Music from various genres plays all day through the speakers in the Memory Care Wing thanks to 2,500 songs on Karp’s computer’s external hard drive because “we do realize the benefits of music in people’s lives,” she said.

Karp tells another story of a woman who loves Elvis Presley so much that she teaches jitterbug lessons to his music. She knows all the songs and steps.

“She dances. She smiles. She just lights up,” Karp said.

Then, the woman, who has moderate Alzheimer’s, returns to her room only to come right back out to do it all over again, forgetting what she just did.

In yet another story, a woman in the Memory Care Wing with moderate-to-late-stage Alzheimer’s plays piano. The staff gives her a keyboard to play. She plays by ear and even takes requests because it isn’t uncommon for dementia patients to lose short-term memory but retain memories of every word to every favorite song, Karp said.

Actually, Kathryn Mientka and her husband played at assisted living facilities before Tyme was diagnosed with cancer.

“There was always tears of gratitude,” Kathryn said. “They won’t miss any music, and they were the most appreciative audience in the world.”

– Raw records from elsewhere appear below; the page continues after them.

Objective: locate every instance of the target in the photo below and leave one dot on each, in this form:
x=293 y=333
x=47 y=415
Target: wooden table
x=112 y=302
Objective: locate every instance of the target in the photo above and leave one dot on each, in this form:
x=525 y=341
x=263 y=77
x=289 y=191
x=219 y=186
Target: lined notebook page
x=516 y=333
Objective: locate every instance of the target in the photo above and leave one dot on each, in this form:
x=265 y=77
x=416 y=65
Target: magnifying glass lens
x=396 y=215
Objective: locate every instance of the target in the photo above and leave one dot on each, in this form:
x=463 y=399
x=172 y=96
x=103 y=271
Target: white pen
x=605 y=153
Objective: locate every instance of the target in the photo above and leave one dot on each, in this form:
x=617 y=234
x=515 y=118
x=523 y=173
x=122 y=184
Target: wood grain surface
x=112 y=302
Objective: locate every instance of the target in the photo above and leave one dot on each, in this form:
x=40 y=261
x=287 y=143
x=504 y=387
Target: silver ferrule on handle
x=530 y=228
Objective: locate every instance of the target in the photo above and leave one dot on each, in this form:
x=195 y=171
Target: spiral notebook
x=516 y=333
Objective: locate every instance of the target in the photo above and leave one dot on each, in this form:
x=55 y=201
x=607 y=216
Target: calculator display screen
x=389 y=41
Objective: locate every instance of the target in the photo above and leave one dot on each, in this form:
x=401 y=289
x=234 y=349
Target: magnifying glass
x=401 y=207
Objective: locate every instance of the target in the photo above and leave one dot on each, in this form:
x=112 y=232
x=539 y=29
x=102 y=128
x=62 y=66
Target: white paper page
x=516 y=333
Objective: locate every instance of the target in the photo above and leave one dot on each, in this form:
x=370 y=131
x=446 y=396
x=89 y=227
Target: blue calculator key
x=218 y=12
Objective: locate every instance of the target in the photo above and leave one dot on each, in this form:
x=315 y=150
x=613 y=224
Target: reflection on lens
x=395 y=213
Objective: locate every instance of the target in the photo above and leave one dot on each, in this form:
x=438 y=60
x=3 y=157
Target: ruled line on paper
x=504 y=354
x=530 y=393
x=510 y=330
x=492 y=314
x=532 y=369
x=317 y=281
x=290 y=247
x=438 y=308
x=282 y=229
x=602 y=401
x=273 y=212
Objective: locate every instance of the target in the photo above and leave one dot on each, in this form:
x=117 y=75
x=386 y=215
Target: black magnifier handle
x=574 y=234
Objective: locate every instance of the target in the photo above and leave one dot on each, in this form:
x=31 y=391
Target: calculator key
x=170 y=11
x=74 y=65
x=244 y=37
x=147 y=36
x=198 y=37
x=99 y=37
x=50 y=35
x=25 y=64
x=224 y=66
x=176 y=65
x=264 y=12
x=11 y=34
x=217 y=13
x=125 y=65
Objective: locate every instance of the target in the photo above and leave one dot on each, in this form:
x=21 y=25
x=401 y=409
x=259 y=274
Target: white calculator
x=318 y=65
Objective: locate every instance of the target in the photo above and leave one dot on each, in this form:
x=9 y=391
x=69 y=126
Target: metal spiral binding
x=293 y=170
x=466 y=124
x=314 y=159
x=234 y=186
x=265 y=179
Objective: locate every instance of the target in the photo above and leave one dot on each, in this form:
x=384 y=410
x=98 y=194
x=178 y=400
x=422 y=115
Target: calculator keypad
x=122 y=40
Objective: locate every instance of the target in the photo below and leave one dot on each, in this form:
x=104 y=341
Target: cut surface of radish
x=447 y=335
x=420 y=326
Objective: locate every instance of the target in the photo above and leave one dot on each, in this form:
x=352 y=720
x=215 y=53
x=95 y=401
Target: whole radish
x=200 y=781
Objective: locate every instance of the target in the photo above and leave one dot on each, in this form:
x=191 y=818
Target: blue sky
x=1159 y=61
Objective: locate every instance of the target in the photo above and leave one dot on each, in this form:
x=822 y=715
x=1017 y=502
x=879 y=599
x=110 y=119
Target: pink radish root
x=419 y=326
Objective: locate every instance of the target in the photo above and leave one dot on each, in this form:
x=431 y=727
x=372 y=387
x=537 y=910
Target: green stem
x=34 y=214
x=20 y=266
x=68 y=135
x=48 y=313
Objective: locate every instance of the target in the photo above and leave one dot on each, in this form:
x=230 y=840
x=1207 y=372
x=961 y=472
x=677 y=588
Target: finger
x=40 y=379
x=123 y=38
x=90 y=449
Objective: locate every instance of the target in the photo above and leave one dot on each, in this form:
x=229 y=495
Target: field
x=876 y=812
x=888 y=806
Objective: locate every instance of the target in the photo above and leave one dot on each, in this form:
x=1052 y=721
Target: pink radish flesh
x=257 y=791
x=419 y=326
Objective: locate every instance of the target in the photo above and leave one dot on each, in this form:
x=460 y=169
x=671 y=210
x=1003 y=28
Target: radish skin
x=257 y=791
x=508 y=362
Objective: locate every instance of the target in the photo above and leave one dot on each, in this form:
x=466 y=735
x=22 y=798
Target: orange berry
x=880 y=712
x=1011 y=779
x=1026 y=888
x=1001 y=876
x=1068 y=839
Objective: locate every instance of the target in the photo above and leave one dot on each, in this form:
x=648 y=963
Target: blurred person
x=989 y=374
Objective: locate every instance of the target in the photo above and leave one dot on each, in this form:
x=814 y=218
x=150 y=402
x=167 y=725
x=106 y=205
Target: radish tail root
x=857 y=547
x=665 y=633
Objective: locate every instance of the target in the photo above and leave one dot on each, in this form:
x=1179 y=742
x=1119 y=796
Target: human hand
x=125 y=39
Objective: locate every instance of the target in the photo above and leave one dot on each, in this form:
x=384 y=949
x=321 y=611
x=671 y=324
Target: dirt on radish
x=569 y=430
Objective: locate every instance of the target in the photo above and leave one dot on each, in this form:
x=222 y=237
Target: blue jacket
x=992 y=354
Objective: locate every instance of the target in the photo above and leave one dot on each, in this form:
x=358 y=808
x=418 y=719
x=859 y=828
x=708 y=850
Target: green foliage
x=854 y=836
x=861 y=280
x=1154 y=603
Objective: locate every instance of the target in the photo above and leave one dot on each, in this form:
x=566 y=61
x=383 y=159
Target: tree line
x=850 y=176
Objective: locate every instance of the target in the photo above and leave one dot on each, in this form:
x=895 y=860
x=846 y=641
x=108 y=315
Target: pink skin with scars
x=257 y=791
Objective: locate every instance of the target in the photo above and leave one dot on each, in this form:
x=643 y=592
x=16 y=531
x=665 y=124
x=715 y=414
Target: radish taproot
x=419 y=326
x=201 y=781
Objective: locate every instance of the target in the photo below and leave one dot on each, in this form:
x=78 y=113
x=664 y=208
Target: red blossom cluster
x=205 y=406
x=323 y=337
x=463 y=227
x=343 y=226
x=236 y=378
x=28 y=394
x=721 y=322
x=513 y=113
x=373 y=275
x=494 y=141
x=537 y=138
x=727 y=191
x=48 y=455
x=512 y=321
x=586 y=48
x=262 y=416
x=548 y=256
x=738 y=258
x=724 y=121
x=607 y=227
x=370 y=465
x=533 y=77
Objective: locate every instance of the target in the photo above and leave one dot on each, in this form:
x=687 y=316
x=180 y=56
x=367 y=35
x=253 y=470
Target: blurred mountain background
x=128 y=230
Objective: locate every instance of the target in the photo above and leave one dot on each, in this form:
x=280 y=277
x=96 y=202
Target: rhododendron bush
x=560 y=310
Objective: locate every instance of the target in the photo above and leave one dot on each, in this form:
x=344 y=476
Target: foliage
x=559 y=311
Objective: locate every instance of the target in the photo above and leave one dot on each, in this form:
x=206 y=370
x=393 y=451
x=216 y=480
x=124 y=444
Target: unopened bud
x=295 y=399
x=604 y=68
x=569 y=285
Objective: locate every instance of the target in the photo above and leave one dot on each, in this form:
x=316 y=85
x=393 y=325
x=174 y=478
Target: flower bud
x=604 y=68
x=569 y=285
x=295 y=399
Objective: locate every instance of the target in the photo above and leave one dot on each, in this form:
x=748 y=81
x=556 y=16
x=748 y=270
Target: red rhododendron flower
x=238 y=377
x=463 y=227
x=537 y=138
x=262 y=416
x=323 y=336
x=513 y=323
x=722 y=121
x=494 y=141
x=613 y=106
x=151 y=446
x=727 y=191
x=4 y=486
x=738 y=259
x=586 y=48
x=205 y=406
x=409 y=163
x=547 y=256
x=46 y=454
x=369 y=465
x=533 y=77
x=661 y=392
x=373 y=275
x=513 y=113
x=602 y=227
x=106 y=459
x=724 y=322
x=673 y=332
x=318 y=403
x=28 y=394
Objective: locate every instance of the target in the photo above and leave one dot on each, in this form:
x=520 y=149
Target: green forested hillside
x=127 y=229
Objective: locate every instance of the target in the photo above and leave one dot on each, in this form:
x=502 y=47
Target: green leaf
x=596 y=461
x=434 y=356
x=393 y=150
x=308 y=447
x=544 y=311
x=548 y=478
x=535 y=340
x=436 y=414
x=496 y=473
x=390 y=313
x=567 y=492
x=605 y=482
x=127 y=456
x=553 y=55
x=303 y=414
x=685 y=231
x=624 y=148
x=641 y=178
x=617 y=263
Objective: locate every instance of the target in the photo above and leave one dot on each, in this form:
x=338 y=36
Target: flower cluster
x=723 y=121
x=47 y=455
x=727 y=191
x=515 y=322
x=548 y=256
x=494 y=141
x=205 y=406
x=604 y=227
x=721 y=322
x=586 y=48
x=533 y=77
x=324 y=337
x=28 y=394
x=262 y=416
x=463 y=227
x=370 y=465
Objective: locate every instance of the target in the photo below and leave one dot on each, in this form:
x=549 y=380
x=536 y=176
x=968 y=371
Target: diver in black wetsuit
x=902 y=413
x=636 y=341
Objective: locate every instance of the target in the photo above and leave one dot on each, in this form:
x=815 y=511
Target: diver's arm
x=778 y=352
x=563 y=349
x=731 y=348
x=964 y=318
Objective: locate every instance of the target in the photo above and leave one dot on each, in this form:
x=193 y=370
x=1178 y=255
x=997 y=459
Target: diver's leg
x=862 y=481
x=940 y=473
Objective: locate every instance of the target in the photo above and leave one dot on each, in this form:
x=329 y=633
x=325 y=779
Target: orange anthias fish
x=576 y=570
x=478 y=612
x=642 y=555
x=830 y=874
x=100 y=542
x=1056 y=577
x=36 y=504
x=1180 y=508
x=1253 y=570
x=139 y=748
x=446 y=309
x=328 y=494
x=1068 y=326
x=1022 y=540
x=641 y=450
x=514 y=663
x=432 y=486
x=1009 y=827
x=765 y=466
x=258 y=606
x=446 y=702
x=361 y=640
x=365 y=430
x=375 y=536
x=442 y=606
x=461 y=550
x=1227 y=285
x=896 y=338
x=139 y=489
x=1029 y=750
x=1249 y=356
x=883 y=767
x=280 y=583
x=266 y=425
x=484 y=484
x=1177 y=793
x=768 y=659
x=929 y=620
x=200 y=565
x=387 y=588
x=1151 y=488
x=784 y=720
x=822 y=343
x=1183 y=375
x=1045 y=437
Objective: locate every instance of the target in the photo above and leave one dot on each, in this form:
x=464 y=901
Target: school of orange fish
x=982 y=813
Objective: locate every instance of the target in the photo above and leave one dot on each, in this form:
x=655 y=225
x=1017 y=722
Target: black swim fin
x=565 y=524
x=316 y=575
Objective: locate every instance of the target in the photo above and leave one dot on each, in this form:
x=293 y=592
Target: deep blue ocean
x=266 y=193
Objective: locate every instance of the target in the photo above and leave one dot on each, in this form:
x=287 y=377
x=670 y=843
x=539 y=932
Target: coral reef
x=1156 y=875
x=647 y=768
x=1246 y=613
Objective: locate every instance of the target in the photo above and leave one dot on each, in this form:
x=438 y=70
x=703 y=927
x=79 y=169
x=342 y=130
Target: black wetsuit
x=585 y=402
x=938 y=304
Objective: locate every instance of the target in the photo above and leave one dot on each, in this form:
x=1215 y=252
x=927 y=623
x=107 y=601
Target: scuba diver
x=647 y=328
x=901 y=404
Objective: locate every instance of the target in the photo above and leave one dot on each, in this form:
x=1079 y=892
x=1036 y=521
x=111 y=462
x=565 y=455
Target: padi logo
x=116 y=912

As Kathryn watched her husband retreat to music in his final stages of cancer or watched dementia patients come out of their shells simply because of a song, she has realized how important music has become in her own healing as she grieves the loss of Tyme.

“To me, that’s music’s great function: the healing,” Kathryn said. “Somehow opening up that deeper level brings us healing. It helps you go beyond yourself.”